No such luck.  Technology may be impersonal, but in that foible lies its strength—it has no reason to lie.  Meg was the one who was lying—about having read my work and probably about other things as well.

“Meg, do you know how he was able to turn this around in a day?”

“Lots of caffeine and determination, I suppose,” she said casually.  Did she know he was using?  She was faking a look of disinterest so well that I thought she might have.

“He is on a brain stimulant drug,” I blurted out before I’d had a chance to think about where this conversation would lead.  “A possibly illegal one,”  I added.

“First, I doubt this is true,” Meg said slowly.  She looked like she was carefully weighing the implications of her words.  “Second, if this were true, his medical history and private life are none of our concern.”

Of course not.  These things only become of great interest when people start underperforming, I thought.  Then, suddenly, everyone starts acting shocked and surprised.

“But I don’t think he needs these drugs, you know what I mean?” 

“Are you a medical professional?” 

Meg appeared irritated now.  My impromptu audience with her was over, and I had not scored any points while I was there.  It was time for me to leave, humiliated.

I hated myself for telling on Jerry, but the unfairness of the situation had pushed me to speak up.  His presentation couldn’t have possibly been as thorough as mine—since he submitted his work two days before me, he most likely failed to include key numbers that were released a day later.  Meg, however, wouldn’t have known—she hadn’t bothered to read my work, just as she was not going to bother looking into dubious reasons behind Jerry’s spectacular performance.  After all, our organization did not bear the costs of Jerry’s decision, neither material nor emotional, so why would she care? 
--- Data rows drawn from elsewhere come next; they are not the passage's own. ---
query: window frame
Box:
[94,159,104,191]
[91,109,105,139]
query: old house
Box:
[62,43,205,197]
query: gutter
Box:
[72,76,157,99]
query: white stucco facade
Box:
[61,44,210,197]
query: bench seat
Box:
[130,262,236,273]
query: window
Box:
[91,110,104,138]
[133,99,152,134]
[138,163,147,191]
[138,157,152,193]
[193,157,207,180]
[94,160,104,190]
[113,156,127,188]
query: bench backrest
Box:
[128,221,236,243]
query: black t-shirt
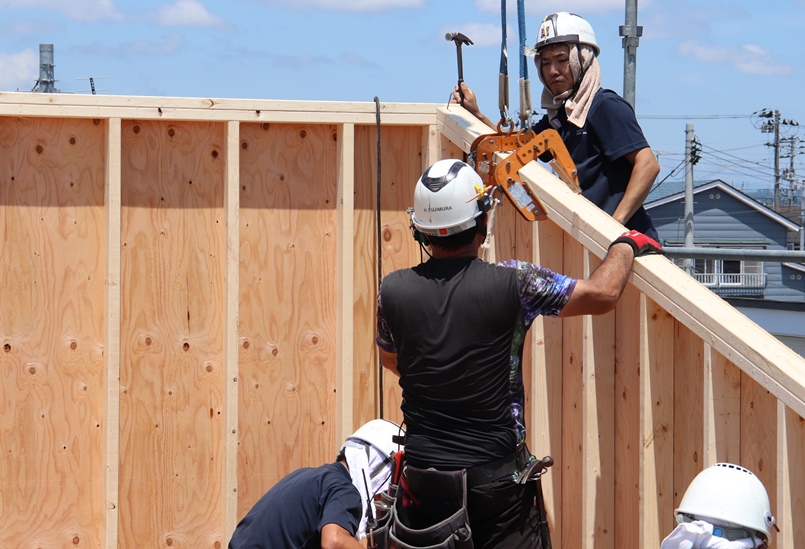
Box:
[377,258,575,469]
[229,463,362,549]
[534,88,656,236]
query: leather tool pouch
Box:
[389,466,473,549]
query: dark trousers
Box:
[467,476,542,549]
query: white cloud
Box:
[264,0,424,11]
[0,0,122,21]
[679,40,792,76]
[154,0,224,27]
[475,0,623,15]
[0,49,39,91]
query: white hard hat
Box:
[534,11,601,55]
[675,463,775,541]
[411,159,489,236]
[341,419,405,457]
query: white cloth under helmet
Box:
[341,419,405,540]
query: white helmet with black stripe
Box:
[411,159,489,236]
[534,11,601,55]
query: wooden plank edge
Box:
[335,124,355,441]
[104,118,121,549]
[221,121,240,544]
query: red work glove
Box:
[609,231,663,257]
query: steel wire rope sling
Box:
[516,0,532,132]
[374,96,383,419]
[468,0,581,232]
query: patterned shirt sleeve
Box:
[375,292,397,353]
[499,259,576,325]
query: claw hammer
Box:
[444,32,472,107]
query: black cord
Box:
[375,96,383,419]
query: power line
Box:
[637,114,752,120]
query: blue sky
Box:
[0,0,805,196]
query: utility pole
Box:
[619,0,643,109]
[682,122,693,276]
[780,135,802,211]
[31,44,59,93]
[753,109,799,212]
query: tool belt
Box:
[389,465,472,549]
[368,444,553,549]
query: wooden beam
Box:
[0,92,438,126]
[104,118,121,549]
[520,162,805,416]
[335,124,356,441]
[221,121,240,544]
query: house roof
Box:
[644,179,800,232]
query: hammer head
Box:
[444,32,472,46]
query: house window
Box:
[678,259,766,288]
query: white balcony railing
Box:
[693,273,766,288]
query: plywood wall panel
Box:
[354,126,427,427]
[0,117,105,547]
[238,124,339,517]
[119,121,226,547]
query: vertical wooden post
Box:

I had almost turned around to leave, but did not do so, perhaps because my humiliating experiences had become me.  I gave up on trying to act cool.

“Meg, how can I improve my performance?”  I was desperate for some, any reassurance.

“Seems that Jerry’s got it.  Perhaps he could coach you.”  She seemed indifferent to my plea for help.  “Also, you are reading into people too much.  I would stop doing that if I were you.”

The problem was, she wasn’t me.  I was weak and principled and naïve—a bad combination.

I left, my eyes feeling like I had just minced a hundred onions and my cheeks wet.  I looked and felt like a helpless raccoon subjected to cosmetics testing:  tears were streaming down my face and leaving paths of mascara on my cheeks.  What a pity, I thought.  I couldn’t even cry as discreetly as Jerry or any other guy could.  Not that he would ever cry.  After all, he had nothing to cry about—his tactics were so good that even our do-gooder organization, one that was about to spend millions to help alleviate the disparities resulting from mental health discrimination in Third World countries, preferred to silently endorse them. 

Forget the mentally challenged, I thought angrily.  It seemed that the healthy and responsible were the new minority. 

I was being implicitly asked to step into a gray area within corporate conscience.  Meg was right:  I was not a medical professional, so what did I know about why those drugs were being manufactured?  What did I know about who had the right to benefit from them?  I was just a ballsy junior analyst whose work and thought processes were hardly being acknowledged, let alone respected. 

Should I do it, too?  I wondered.  Should I give in and play on their team, even if it means playing against my own body and conscience? 

Those two hadn’t done me much good lately.